Scott Borchetta on Country: “I Really Don’t Care.” Defines it as “Youth”

The Country Music Anti-Christ, Big Machine Records owner Scott Borchetta was on American Public Media on Friday (9-28-12) with host Kai Ryssdal, and had some pretty incendiary things to say about country music, proving why he deserves his infamous “Anti-Christ” moniker. Ryssdal went right after Borchetta, citing Saving Country Music’s “Anti-Christ” labeling specifically, and playing a cut from Big Machine artist Taylor Swift’s song “You Belong With Me”, asking him if it was more pop than country.

“If you don’t want to consider it country, I really don’t care,” was Borchetta’s response. “That means nothing to me.”

In the interview, Borchetta also defined country as, “Whatever fans of country music listen to and like. It’s younger. It’s youth.”

Listen to interview:

Borchetta went on to claim he was just the latest in a line of folks being blamed for killing country music, citing Patsy Cline, Kenny Rogers, and Shania Twain as other country stars that were more pop than country in their day and received the same scrutiny Taylor Swift does now.

On that last point, Scott Borchetta is correct. One of the reasons that country traditionalists and purists are losing the battle for the term “country” is because many are unwilling to admit that pop influences have been a part of the genre since the beginning.

But what Borchetta and other country pop apologists don’t seem to understand is that country has never been this unarguably and exclusively pop before, and mainstream country’s obsession with image and youth has severed the ties to the roots of the music that were clearly evident even when Patsy, and Kenny, and John Denver were plying their craft back in the day. If country loses its identity and autonomy from the rest of music, it could erode its long-term sustainability, and the legitimacy and importance of its institutions and infrastructure.

But let’s not bury the lead here. Scott Borchetta finally said what we all knew he believed through his actions: that he doesn’t care about country music or the significance of the ‘country’ term. It is an annoyance to him, a trifle.

Make no mistake about it, Scott Borchetta is winning, against purists, and against his counterparts on Music Row. While Nashville’s major labels are still trying to navigate the retooling to the digital age, Borchetta is running circles around them, pilfering their talent rosters, while has-been’s like Mike Curb hurl frivolous lawsuits at him as obvious moves of desperation and spite.

As I explained when christening Borchetta with the “Anti-Christ” name, his nickname is not for Music Row’s traditional sin of manipulating its artists. Borchetta gives his artists immeasurable latitude compared to the rest of Music Row. It is because Borchetta is eroding the significance of the ‘country’ term more than anyone else has done in the history of the genre, with the help from Taylor Swift and other Big Machine artists, while at the same time re-integrating and monetizing anti-Nashville sentiment back into the corporate country world through fake “Outlaws” like Justin Moore.

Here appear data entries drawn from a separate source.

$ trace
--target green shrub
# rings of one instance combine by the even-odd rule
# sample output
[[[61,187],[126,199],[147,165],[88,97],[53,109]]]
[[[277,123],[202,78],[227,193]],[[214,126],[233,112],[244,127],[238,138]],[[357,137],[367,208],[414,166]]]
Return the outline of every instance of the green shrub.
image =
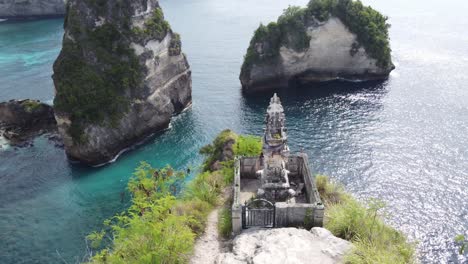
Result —
[[[414,263],[415,245],[382,221],[381,201],[363,206],[325,176],[317,176],[316,185],[326,205],[325,228],[354,245],[346,263]]]
[[[80,43],[65,40],[54,64],[54,107],[70,116],[75,143],[86,141],[85,124],[115,126],[130,105],[125,91],[137,88],[142,78],[138,58],[114,25],[86,34],[88,39]],[[85,50],[95,51],[95,65],[84,59]]]
[[[34,100],[25,100],[21,103],[21,106],[24,108],[26,112],[34,112],[41,107],[41,103]]]
[[[128,111],[131,94],[140,88],[144,70],[138,57],[130,48],[131,42],[162,40],[171,30],[162,9],[156,8],[144,27],[132,28],[132,10],[129,1],[116,1],[109,8],[105,0],[86,0],[100,16],[109,16],[102,26],[87,27],[76,8],[67,7],[65,26],[73,37],[64,38],[62,52],[54,64],[54,81],[57,95],[54,106],[69,115],[72,126],[69,133],[74,143],[86,142],[83,128],[87,124],[115,127]],[[110,12],[110,13],[108,13]],[[174,34],[171,54],[180,54],[180,37]],[[95,56],[95,61],[85,59]]]
[[[208,144],[200,149],[200,154],[205,156],[203,162],[203,171],[209,171],[215,161],[221,159],[223,148],[227,144],[234,143],[237,140],[236,133],[226,129],[219,133],[212,144]]]
[[[241,75],[248,74],[255,63],[270,63],[276,59],[281,45],[298,52],[309,48],[310,37],[306,25],[314,18],[326,21],[330,16],[340,18],[356,34],[359,43],[377,60],[378,66],[392,65],[387,17],[364,6],[359,0],[311,0],[307,8],[290,6],[285,9],[277,23],[268,26],[260,24],[244,57]],[[259,44],[262,46],[261,54],[257,51]]]
[[[464,235],[457,235],[455,237],[455,243],[457,243],[460,246],[460,249],[458,250],[458,253],[460,255],[465,254],[468,249],[468,240],[465,239]]]
[[[234,143],[237,138],[243,138],[243,153],[259,151],[258,138],[225,130],[202,152],[212,158],[226,142]],[[245,146],[253,143],[257,147]],[[209,212],[221,204],[224,190],[232,182],[233,164],[233,160],[224,161],[220,170],[203,171],[186,185],[183,172],[142,162],[128,182],[131,206],[106,220],[103,230],[87,236],[89,245],[97,250],[90,263],[187,263]],[[220,234],[229,236],[231,226],[230,210],[224,208],[219,214]]]
[[[234,144],[234,153],[238,156],[254,157],[262,152],[261,137],[240,135]]]
[[[104,237],[109,248],[98,251],[91,263],[186,263],[193,248],[193,216],[174,213],[175,194],[185,175],[166,167],[142,163],[128,183],[132,205],[105,221],[107,229],[87,236],[99,248]]]
[[[218,231],[224,238],[229,238],[232,233],[232,214],[229,208],[222,208],[218,215]]]

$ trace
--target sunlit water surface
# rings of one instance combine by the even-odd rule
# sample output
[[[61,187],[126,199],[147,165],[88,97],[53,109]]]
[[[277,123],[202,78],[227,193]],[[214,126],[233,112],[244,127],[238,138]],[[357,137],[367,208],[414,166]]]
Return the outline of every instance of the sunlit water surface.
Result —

Yes, I’m sure similar words were spoken in Patsy Cline’s day, or when John Denver won his CMA in 1975, and it’s uaually folly to think that the time you live in is the most critical and has never been worse, but it really does feel like the importance of the term ‘country’ is at its eleventh hour. It’s hard to argue anything else when the most powerful man in the genre looks at the term as irrelevant.

Chet Atkins and Owen Bradley may have killed country music in 1957 when they developed the Nashville Sound, but would have denied it to their graves, praising the genre to the end. Borchetta on the other hand, with brashness, doesn’t even have enough respect for the term ‘country’ to feel it’s worth acknowledging if he’s killing it or not. It’s superfluous to him that anyone would even care.

“You know, big deal. It gives everyone something to to talk about, something to write about.”